NerdGlow’s Netflix Recommendations Pt. 7

Arrow

Walking Dead – Season 4

From Jackson Lewis

Compared to the rest of the series up to this point, season four of The Walking Dead is largely disappointing. The first five episodes are clearly filler, and many episodes afterwards serve little purpose other than exposition or portraits of characters that the audience has little reason to care about.

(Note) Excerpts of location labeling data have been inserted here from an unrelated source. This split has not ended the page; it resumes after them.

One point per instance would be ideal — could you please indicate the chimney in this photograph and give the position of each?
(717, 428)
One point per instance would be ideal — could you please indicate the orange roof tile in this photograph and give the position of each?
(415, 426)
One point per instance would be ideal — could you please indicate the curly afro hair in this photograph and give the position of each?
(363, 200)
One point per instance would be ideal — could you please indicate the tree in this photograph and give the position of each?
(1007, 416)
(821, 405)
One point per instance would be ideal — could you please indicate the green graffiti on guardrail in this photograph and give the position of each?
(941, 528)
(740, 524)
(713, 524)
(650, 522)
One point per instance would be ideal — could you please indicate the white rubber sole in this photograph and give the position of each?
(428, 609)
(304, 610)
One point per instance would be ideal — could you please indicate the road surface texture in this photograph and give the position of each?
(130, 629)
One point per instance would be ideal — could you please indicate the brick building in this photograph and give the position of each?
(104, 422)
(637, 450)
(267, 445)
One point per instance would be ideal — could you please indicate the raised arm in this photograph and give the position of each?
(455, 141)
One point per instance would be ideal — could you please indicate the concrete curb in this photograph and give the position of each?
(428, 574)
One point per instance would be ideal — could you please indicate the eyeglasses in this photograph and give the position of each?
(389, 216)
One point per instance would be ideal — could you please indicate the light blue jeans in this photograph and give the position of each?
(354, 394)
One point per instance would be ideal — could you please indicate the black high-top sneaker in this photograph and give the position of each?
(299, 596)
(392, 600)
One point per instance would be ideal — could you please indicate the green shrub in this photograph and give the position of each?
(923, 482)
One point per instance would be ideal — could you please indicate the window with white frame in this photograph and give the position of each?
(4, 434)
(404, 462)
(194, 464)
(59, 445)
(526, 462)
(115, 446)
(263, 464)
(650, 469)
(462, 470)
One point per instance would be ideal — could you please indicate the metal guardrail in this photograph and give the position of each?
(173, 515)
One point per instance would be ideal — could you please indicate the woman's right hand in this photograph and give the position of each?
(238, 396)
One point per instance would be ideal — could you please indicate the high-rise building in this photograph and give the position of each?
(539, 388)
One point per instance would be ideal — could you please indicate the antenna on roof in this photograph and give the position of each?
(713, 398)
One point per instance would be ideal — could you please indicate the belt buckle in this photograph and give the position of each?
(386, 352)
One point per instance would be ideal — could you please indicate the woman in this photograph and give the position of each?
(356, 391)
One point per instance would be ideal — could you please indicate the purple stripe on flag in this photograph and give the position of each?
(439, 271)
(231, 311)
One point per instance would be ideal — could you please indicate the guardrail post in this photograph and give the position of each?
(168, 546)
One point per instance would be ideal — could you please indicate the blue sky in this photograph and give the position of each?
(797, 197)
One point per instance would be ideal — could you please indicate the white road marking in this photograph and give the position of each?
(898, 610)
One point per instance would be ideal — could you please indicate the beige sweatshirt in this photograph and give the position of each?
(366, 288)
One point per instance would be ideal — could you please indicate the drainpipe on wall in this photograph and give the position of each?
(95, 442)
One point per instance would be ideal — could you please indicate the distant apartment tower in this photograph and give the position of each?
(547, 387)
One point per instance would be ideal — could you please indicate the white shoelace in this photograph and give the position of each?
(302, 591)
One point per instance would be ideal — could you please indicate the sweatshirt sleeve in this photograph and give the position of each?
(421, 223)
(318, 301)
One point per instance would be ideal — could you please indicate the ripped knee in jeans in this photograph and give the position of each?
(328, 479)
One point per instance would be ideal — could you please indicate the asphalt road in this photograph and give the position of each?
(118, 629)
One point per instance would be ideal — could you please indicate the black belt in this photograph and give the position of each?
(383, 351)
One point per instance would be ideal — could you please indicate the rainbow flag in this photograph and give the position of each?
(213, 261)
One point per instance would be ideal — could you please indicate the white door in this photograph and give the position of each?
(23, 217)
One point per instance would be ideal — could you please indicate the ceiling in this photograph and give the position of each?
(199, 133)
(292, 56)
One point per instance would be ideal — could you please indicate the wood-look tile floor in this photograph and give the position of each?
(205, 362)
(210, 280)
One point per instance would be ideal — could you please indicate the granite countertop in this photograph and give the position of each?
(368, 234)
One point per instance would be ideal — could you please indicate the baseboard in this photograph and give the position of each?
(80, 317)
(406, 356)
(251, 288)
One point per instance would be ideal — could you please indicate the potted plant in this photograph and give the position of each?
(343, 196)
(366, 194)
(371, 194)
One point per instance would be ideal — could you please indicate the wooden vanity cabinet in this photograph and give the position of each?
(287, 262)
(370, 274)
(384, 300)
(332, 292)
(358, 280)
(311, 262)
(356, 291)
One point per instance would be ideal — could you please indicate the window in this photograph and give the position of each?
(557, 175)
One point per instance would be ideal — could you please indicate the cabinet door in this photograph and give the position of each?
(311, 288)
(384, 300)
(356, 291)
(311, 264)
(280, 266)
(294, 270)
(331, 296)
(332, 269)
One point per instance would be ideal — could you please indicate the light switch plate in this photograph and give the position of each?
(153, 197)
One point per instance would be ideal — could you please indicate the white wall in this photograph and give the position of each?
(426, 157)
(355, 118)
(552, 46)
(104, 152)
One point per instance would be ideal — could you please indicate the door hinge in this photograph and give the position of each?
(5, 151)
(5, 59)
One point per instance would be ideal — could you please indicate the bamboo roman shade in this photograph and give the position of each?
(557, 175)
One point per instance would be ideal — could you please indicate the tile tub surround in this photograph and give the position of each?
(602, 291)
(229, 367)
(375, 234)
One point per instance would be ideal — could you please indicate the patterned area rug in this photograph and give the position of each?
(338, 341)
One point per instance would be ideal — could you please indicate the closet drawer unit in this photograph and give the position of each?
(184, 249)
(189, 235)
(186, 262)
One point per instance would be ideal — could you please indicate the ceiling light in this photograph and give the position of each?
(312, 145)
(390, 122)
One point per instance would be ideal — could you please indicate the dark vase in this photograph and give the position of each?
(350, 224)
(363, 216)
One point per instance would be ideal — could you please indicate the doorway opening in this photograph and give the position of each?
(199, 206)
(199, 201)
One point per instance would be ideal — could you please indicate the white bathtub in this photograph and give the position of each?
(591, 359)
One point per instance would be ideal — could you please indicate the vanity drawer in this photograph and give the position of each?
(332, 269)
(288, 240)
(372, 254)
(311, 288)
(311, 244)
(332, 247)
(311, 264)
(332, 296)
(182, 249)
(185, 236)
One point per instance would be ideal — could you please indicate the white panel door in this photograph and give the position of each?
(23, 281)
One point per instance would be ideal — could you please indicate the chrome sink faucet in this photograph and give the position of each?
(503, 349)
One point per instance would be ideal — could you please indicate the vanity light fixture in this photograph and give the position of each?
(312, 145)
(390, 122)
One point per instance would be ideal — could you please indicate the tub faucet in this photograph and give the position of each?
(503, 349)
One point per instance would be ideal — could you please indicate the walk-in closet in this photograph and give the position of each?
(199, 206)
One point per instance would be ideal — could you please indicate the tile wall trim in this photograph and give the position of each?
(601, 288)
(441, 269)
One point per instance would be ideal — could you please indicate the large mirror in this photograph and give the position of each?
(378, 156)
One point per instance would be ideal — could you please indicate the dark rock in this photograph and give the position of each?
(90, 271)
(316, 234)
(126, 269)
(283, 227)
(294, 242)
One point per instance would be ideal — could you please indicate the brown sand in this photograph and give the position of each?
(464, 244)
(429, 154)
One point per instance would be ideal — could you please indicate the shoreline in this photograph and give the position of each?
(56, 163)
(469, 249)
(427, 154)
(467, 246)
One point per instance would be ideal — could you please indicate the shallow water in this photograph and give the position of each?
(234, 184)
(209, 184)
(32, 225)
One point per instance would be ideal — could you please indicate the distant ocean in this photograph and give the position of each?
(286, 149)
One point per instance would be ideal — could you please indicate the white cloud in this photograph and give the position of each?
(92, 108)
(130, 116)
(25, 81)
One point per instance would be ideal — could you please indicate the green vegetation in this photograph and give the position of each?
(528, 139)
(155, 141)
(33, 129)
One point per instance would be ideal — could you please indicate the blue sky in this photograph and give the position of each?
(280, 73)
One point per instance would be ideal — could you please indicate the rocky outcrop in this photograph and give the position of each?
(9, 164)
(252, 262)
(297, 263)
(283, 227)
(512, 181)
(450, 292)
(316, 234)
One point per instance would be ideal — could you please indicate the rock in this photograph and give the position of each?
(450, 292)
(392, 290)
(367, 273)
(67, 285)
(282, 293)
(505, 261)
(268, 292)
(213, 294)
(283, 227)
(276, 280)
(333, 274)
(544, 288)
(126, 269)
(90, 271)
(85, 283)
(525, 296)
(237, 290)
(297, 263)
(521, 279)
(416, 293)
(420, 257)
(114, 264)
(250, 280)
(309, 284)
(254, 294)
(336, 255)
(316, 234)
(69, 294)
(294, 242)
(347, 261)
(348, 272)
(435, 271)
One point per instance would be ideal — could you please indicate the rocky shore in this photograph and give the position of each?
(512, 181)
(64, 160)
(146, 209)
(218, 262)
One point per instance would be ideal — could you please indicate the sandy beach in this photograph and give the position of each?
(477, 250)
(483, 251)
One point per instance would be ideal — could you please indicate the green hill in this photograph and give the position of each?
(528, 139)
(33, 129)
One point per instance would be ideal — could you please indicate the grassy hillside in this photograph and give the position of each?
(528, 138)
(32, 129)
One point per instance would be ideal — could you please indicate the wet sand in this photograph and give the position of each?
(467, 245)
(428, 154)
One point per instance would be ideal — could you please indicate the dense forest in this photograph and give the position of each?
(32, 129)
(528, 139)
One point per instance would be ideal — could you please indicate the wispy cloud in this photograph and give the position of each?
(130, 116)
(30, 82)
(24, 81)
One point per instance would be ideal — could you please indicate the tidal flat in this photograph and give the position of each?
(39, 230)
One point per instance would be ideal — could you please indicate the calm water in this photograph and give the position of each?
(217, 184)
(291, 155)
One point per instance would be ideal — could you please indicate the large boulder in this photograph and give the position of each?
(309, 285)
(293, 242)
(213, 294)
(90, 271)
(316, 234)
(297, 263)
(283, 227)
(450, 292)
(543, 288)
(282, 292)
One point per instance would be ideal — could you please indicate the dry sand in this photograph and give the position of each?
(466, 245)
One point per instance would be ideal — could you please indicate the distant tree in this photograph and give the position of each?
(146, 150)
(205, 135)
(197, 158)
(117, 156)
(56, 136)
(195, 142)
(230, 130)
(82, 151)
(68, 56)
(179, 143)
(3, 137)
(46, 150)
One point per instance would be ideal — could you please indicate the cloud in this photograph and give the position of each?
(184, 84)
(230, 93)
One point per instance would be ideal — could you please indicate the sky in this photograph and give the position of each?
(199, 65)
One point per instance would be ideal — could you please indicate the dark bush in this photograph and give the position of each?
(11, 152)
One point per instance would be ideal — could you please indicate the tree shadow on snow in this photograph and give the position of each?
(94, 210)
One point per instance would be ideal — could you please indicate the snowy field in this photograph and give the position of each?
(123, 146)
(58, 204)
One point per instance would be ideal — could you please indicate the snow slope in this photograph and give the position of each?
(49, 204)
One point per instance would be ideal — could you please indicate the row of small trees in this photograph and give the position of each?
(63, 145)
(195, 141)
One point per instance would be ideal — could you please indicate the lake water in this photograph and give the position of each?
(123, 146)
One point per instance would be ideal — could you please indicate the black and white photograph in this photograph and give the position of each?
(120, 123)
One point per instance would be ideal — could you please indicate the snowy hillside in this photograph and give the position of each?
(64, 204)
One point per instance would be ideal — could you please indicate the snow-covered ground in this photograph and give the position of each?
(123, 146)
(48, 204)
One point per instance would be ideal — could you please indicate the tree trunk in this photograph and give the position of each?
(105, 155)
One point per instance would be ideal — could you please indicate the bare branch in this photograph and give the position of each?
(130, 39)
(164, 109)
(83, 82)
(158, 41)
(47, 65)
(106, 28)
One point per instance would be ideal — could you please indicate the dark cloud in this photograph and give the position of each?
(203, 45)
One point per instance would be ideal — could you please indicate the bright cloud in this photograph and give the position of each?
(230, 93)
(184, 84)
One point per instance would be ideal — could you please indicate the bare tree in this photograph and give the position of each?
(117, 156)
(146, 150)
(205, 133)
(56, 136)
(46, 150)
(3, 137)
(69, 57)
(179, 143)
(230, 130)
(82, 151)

On top of it all, the special effects in this season seem markedly worse than they were in the past. Every blood spatter, crowd shot and large scale demolition shot are so obviously computer generated it hurts. Most of the acting is still spot on, but Chandler Riggs, the actor who plays Carl, has outgrown the natural talent many child actors miraculously posses. He has to rely on his own technique now, and watching him adjust ranges from encouraging to painful.

At this point, the plot of the show has taken a clear path away from the plot of the comic book series it is based off of, and most of the good moments in this season are those taken from or closely resembling the original work. Hopefully season five is more true to the comic and more engaging.

Arrow – Season 2

From Dale Price

While season 3 and new spin-off The Flash are both a few episodes deep at this point, Netflix’s recent addition of the second season of Arrow gives us latecomers a chance to catch up.

Green Arrow/Oliver Queen’s back story and rogues gallery will be very familiar to Bat-fans: a billionaire playboy by day, vigilante by night; who comes into contact with Ra’s Al Ghul’s League Of Assassins, Deathstroke (season two’s chief antagonist), The Suicide Squad, Huntress, Black Canary, Merlyn and many others.

As with Nolan’s Dark Knight, Arrow‘s take on Oliver Queen veers towards realism rather than comic pop. Recasting Stephen Amell as Oliver instead of reusing Smallville’s Justin Hartley brings a little more quiet brooding to the role. His team – Emily Bett Rickards as hacker Felicity Smoaks and David Ramsay as bodyguard John Diggle – both bring comic relief and ground him as a person, giving less of a lone warrior vibe than Batman or Superman’s recent incarnations.

Despite the dizzying number of characters and the time-hopping story arcs, the show is easy to follow and well worth a weekend marathon. Pacing in season two is improved over the first, and the characters show logical growth: most notably in the tensions created by Oliver’s new no-kill policy.